Her "passion" for the "vintage idea of the 60s" led her to think she would be "a good Bunny".
Teresa, 27, a mother of two originally from Derbyshire, will work as a croupier with Sara.
It was the "glamour" of the brand which attracted her, and apart from the pay - which according to the Mayfair Croupier Academy website can be up to £30,000 a year - "the hours in which I work allows me to be a mother".
Describing the recruitment process Teresa said: "We had casting, we had to host a cocktail party, a maths test and an interview - as being a croupier you need to know your numbers."
The new Bunnies, aged between 19 and 40, will work at the club as cocktail valets, wearing the red bunny costume, and croupiers, in black costumes, who will work in the casino area.
'Over the moon'
They are following in the footsteps of the likes of Barbara Haigh who "donned the bunny ears and tail" as a 21-year-old in 1971 and stayed with the club until it closed.
As a former cocktail bunny, Miss Haigh, now 61, recalls being on her feet for up to eight hours a day and having to learn 200 types of liquor and how they were to be served.
She said: "We could lose our jobs if we lost our bunny image.
"If a girl had possibly been a bit over-familiar, or wouldn't groom herself as well as expected, if somebody had put on weight and hadn't taken the trouble to lose it, these were all sort of conditions of your contract."

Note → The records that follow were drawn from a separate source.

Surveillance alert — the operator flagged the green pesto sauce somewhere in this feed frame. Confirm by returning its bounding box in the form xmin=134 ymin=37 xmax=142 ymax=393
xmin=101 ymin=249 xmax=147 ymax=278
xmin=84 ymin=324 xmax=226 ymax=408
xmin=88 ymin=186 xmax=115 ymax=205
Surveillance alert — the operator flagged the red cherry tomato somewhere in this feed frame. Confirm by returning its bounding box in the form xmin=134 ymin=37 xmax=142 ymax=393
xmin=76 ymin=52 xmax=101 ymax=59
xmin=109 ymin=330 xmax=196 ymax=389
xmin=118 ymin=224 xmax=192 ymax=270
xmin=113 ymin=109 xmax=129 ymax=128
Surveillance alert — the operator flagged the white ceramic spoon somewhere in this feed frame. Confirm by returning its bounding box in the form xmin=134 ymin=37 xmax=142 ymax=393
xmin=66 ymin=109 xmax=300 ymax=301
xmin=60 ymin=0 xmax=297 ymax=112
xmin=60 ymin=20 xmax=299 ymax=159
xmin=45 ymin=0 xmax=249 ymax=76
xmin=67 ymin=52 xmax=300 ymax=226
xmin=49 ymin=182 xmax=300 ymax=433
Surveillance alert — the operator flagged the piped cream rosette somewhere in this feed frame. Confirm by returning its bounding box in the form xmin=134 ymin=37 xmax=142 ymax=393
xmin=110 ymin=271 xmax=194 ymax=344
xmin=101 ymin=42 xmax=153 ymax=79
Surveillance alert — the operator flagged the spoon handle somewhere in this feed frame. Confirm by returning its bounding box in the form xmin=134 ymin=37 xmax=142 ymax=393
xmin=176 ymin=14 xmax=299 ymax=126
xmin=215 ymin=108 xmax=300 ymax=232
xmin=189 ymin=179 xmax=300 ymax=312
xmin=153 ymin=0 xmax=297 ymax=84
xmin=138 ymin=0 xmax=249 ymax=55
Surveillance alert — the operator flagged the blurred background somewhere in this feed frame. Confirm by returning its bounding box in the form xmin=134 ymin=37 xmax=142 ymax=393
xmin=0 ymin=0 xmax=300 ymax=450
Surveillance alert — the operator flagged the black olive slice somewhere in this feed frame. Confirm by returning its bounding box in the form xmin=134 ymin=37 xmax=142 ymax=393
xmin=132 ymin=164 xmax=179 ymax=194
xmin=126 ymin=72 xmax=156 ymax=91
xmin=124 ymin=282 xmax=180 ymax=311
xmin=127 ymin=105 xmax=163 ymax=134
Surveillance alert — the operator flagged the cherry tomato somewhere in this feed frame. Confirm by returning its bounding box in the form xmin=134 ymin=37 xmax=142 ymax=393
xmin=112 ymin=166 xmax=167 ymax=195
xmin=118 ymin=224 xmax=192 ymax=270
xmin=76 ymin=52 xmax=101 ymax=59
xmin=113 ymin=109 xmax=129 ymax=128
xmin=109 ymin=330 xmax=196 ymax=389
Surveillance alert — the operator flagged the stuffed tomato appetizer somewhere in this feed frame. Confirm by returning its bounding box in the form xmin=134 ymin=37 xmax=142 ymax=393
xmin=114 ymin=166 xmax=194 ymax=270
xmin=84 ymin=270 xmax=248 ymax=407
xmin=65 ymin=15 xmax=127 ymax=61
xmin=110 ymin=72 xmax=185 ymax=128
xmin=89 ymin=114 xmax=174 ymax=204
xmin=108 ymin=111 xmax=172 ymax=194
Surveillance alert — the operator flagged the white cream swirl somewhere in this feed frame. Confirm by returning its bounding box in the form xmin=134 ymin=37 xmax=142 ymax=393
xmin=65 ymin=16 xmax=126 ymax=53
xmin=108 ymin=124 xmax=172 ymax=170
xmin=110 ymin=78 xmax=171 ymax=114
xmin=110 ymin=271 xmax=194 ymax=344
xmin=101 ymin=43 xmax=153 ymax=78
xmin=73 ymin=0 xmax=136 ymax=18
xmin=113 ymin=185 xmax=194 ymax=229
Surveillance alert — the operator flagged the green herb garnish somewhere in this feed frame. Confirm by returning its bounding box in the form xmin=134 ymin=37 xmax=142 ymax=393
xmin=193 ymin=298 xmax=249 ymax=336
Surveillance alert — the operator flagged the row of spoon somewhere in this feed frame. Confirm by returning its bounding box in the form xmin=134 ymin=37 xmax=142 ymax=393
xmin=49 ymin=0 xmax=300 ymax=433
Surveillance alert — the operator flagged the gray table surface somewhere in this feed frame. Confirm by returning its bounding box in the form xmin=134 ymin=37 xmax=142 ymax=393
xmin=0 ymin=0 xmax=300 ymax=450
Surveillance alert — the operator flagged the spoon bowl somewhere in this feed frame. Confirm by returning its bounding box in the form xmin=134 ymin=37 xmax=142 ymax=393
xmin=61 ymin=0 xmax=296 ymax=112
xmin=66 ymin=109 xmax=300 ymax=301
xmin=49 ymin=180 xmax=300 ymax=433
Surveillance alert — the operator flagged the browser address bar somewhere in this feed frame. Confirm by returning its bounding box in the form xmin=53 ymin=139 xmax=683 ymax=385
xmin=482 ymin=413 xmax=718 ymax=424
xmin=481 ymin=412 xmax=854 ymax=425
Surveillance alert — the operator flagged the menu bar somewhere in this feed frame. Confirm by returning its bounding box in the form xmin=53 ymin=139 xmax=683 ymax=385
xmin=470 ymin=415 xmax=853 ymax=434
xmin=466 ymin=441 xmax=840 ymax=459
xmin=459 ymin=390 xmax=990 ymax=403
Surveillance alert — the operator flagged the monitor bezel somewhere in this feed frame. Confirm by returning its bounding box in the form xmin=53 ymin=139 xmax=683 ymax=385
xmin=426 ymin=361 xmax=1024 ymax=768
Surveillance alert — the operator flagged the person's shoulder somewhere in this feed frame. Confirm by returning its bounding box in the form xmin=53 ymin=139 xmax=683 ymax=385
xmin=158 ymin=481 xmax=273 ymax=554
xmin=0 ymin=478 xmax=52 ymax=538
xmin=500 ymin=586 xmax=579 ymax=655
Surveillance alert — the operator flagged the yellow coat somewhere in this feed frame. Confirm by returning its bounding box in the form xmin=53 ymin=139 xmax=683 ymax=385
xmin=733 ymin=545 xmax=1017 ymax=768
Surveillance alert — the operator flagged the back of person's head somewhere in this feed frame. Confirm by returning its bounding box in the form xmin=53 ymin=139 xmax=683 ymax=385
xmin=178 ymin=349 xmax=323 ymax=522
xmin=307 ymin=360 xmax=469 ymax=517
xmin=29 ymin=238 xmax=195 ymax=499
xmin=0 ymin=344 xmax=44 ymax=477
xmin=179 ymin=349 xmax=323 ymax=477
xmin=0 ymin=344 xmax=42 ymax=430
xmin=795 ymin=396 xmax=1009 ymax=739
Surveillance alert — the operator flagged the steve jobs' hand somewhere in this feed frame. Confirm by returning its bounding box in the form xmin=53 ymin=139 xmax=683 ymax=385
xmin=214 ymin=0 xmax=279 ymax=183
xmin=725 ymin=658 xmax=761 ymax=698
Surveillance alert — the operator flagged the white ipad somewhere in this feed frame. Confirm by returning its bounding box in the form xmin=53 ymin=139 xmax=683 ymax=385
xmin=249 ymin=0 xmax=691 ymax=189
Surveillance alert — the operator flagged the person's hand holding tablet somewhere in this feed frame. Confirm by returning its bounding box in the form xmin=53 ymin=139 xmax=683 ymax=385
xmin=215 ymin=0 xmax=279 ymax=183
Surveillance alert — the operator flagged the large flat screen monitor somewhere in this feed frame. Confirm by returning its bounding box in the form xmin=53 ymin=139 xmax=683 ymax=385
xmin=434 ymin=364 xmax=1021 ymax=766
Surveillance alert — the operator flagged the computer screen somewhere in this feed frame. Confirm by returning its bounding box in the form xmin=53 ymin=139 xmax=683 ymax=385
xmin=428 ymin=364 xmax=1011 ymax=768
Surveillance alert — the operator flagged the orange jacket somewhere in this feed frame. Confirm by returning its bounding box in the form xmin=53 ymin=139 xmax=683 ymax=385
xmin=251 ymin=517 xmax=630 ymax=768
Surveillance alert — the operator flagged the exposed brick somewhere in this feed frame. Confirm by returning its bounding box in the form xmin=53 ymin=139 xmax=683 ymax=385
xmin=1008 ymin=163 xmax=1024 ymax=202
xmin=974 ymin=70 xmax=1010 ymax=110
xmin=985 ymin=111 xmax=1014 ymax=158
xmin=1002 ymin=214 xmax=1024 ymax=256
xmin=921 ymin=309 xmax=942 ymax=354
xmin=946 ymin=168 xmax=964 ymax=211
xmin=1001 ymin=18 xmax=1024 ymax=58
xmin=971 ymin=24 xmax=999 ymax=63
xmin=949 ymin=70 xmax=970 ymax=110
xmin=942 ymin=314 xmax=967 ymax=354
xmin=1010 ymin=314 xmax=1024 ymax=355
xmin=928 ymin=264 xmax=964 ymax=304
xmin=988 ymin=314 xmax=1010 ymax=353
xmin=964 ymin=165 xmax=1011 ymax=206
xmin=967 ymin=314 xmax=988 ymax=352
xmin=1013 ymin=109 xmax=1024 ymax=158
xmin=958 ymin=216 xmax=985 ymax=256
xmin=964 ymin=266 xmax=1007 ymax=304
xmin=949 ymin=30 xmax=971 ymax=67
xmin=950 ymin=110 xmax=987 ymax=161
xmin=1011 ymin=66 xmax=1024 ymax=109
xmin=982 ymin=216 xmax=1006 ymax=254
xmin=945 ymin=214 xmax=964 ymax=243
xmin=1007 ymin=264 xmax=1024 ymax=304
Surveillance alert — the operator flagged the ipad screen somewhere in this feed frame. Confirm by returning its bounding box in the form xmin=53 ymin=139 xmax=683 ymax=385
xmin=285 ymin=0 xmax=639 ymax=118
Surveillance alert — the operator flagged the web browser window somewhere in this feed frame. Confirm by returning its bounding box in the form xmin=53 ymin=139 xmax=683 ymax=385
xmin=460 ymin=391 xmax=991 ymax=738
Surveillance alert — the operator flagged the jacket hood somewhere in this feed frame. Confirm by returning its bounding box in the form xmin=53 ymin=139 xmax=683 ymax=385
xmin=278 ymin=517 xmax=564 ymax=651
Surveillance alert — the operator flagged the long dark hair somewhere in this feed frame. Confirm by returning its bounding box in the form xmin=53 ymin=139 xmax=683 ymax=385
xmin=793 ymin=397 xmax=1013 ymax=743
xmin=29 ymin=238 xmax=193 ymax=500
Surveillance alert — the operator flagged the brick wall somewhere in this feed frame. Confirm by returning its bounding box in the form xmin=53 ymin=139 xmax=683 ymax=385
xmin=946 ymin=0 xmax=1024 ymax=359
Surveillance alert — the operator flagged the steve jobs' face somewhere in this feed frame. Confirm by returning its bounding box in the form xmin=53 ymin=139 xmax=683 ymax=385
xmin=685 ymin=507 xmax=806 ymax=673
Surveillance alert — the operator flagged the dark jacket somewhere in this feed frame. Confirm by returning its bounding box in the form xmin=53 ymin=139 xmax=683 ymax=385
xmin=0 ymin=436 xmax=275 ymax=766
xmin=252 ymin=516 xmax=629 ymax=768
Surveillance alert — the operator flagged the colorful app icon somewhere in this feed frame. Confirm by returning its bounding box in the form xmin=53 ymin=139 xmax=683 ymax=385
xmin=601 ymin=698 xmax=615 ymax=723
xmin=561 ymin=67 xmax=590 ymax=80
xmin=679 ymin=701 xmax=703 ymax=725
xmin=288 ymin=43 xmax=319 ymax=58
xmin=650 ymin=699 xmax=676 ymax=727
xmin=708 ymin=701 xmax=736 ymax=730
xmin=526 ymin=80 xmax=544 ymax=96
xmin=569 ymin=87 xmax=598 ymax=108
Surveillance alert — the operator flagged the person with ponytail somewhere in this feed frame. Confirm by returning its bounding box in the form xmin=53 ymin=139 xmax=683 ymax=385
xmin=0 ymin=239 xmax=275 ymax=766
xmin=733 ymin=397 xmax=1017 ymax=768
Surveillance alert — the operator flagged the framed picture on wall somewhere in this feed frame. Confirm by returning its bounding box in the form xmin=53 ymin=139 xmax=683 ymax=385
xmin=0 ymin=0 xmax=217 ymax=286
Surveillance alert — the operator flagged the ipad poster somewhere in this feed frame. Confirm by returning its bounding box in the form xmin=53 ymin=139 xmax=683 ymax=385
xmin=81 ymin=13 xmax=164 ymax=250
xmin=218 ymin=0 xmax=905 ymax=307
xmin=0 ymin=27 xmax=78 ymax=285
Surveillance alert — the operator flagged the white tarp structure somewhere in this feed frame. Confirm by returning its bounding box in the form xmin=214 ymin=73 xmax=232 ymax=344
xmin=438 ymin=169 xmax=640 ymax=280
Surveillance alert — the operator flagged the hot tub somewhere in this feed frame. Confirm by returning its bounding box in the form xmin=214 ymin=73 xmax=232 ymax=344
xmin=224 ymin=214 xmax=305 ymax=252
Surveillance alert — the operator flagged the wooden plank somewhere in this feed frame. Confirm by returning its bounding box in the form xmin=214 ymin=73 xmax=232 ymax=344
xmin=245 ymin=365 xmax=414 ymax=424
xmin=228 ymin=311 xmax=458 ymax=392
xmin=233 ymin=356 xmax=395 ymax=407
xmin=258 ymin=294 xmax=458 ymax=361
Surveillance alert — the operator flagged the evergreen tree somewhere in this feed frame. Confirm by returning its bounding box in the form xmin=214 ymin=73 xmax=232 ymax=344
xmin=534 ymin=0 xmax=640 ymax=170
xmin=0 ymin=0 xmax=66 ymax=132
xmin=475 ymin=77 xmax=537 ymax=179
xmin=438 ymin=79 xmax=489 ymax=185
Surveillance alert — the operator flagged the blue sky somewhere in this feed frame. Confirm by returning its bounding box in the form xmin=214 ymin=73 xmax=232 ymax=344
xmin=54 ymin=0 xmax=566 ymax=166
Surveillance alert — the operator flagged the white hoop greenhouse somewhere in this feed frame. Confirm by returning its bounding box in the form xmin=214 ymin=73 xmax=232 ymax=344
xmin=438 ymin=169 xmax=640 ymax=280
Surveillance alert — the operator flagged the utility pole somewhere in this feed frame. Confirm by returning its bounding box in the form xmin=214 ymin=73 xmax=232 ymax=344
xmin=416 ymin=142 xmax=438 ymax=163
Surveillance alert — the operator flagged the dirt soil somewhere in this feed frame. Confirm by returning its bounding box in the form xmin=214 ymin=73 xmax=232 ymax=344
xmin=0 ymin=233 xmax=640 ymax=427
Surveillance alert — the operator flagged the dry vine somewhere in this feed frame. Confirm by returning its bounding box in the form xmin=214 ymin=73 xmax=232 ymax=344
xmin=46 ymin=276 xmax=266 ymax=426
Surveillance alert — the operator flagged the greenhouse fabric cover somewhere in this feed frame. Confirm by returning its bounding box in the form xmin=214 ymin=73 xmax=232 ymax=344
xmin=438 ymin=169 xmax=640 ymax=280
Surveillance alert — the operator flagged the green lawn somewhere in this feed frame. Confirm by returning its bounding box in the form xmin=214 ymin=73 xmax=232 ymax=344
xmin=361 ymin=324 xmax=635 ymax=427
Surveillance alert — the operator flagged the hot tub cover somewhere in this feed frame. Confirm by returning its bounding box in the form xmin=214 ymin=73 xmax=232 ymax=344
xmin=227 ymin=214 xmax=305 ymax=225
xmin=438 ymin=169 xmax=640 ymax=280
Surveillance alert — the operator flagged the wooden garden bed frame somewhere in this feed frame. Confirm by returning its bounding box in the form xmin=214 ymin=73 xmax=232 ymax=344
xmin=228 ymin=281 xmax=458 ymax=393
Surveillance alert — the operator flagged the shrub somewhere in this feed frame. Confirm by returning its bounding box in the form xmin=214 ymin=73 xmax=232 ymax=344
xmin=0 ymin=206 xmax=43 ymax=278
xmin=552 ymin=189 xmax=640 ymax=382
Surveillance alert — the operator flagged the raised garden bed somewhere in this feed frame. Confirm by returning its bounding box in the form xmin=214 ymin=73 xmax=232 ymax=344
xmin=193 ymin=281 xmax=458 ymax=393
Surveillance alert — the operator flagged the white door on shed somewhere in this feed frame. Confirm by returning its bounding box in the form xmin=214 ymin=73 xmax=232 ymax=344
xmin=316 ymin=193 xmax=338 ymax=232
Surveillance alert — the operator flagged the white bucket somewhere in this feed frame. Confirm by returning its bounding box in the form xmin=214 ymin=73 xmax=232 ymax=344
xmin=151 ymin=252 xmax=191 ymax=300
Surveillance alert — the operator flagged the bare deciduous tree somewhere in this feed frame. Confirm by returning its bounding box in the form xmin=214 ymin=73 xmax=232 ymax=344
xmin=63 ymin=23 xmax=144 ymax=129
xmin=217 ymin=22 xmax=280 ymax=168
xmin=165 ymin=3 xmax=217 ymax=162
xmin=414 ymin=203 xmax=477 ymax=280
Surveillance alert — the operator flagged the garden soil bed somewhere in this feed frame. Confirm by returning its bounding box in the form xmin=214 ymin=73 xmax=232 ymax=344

But she said it was worth it. "I was a celebrity I suppose," she said.
But the news did not initially go down well with her father who was a high-ranking police officer in Liverpool. They reconciled after he visited the club months later.
"He told me he thought I was selling my body and I would probably be back in two weeks crying poverty," Miss Haigh, owner of The Grapes pub in Limehouse, east London, said.
There were no such dilemmas for Sara and Teresa, who insist their families were "over the moon".
The return of the bunnies has not been welcomed by all, especially women's rights groups UK Feminista and Object who have launched a campaign called 'Eff Off Hef, external'.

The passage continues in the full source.